A modern shipping port would be unrecognizable to a hardworking longshoreman of the 1950s.
Even a modest container ship might carry 20 times as much cargo as the SS Warrior did yet disgorge its cargo in hours rather than days.
Gigantic cranes weighing 1,000 tons apiece lock onto containers which themselves weigh upwards of 30 tons and swing them up and over on to a waiting transporter.
All of this is choreographed by computers, which track every container as it moves through a global logistical system.
The refrigerated containers are put in a hull section with power and temperature monitors.
The heavier containers are placed at the bottom to keep the ship’s center of gravity low.
The entire process is scheduled to keep the ship balanced.
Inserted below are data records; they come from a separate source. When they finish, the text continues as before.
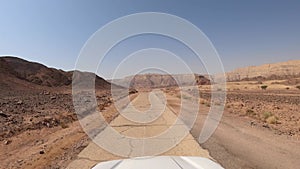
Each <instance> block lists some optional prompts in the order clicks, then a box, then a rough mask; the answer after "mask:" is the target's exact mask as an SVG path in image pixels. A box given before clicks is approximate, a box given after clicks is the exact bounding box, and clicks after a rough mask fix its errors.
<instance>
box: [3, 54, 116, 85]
mask: <svg viewBox="0 0 300 169" xmlns="http://www.w3.org/2000/svg"><path fill="white" fill-rule="evenodd" d="M82 74H89V76H91V75H94V76H95V74H93V73H88V72H82ZM72 76H73V71H70V72H66V71H63V70H58V69H55V68H49V67H47V66H45V65H42V64H40V63H35V62H29V61H26V60H24V59H20V58H17V57H11V56H7V57H0V87H1V88H2V90H3V89H5V88H10V89H16V88H23V89H26V88H27V87H29V88H41V87H62V86H69V87H70V86H71V84H72ZM95 86H96V88H98V89H110V86H111V84H110V83H109V82H107V81H105V80H104V79H103V78H101V77H98V76H96V79H95Z"/></svg>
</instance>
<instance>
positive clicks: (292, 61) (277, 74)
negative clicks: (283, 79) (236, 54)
mask: <svg viewBox="0 0 300 169" xmlns="http://www.w3.org/2000/svg"><path fill="white" fill-rule="evenodd" d="M226 76H227V81H239V80H258V79H261V80H274V79H287V78H293V77H300V60H292V61H288V62H280V63H274V64H264V65H261V66H250V67H244V68H239V69H236V70H234V71H232V72H228V73H226Z"/></svg>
And after the crane has released one container onto a waiting transporter, it will grasp another before swinging back over the ship, which is being simultaneously emptied and refilled.
Not everywhere enjoys the benefits of the containerisation revolution.
Many ports in poorer countries still look like New York in the 1950s.
Sub-Saharan Africa remains largely cut off from the world economy because of poor infrastructure.
But for an ever-growing number of destinations, goods can now be shipped reliably, swiftly, and cheaply.
Rather than the $420 that a customer would have paid to get the SS Warrior to ship a ton of goods across the Atlantic in 1954, you might now pay less than $50.
Indeed, economists who study international trade often assume that transport costs are zero.
It keeps the mathematics simpler, they say, and thanks to the shipping container, it is nearly true.
So, thanks to Mr. McLean and his invention, I must ask, do we really have a shipping problem, or is what we are seeing the result of government bureaucrats in California passing laws and regulations that affect us all.